The astrophysics section of arXiv (“astro-ph”) started in April 1992. Although astrophysicists generally were quick to latch on to this new method of distributing preprints, it took me a little time to get onto arXiv: my first papers did not appear there until February 1993; my first publication was in 1986 so there are quite a few of my early papers that aren’t on arXiv at all. In 1993 I was working at Queen Mary & Westfield College (as it was then called). I was working a lot with collaborators based in Italy at the time and they decided to start posting our joint papers on arXiv. Without that impetus it would have taken me much longer to get to grips with it.

In case you’re interested, my first paper to appear on the arXiv was this one on 23rd February 1993 but it was followed a day later by two others, this one and that one. I don’t remember very well, but this was an exercise in catching up and all three of those papers were actually published in journals before we put them on arXiv. It was only later that we got into the habit of posting papers on arXiv at the same time as submitting to a journal, which I think is the best way to do it!

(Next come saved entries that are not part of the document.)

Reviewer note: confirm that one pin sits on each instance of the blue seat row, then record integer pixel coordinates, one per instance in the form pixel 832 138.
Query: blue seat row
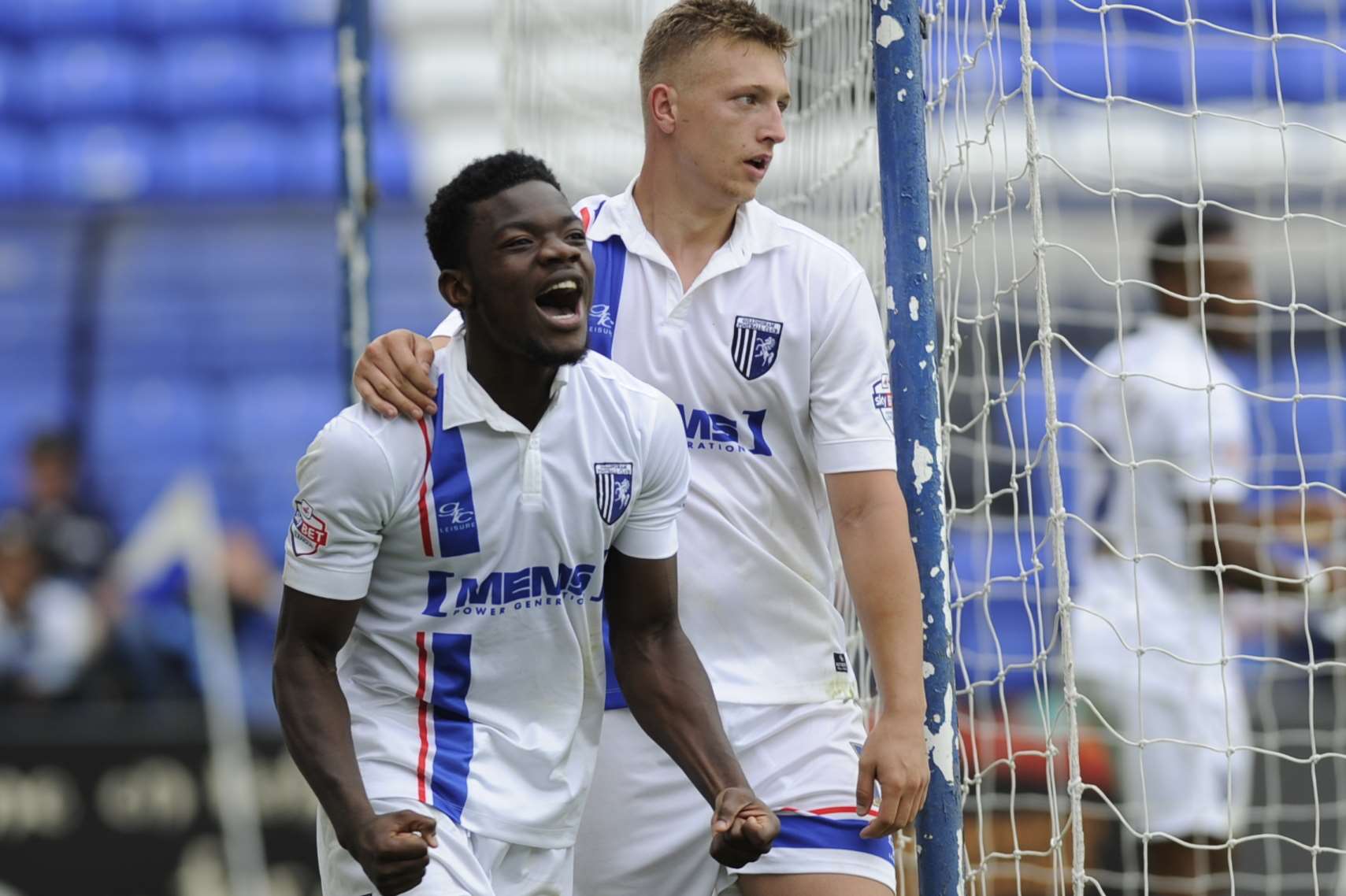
pixel 38 18
pixel 199 159
pixel 190 76
pixel 1158 72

The Open Journal of Astrophysics would not have been possible without the arXiv but in a wider sense the astrophysics community has a very great deal to thank the arXiv for, but remember that it is funded by donations and is run on a shoestring. If you agree that it’s a tremendously useful asset for your research then please consider making a donation.

New Publication at the Open Journal of Astrophysics

Posted in Open Access, The Universe and Stuff with tags , , , on August 13, 2021 by telescoper

Back from my short trip, I now have time to announce another publication in the Open Journal of Astrophysics. This one was published at the end of last month, but owing to the holiday season there was a delay in activating the DOI and registering the metadata  so I have delayed posting about it until just now. It is the seventh paper in Volume 4 (2021) and the 38th in all.

The latest publication is entitled A Differentiable Model of the Assembly of Individual and Populations of Dark Matter Halos. The authors are Andrew P. Hearin,  Jonás Chaves-Montero, Matthew R. Becker and Alex Alarcon, all of the Argonne National Laboratory.

Here is a screen grab of the overlay which includes the abstract:

You can click on the image to make it larger should you wish to do so. You can find the arXiv version of the paper here. This one is also in the folder marked Cosmology and Nongalactic Astrophysics.

We’ve had a bit of a surge in submissions over the last few weeks – no doubt due to authors using their “vacation” to finish off papers. August is not the best month for finding referees, but we’ll do our best to process them quickly!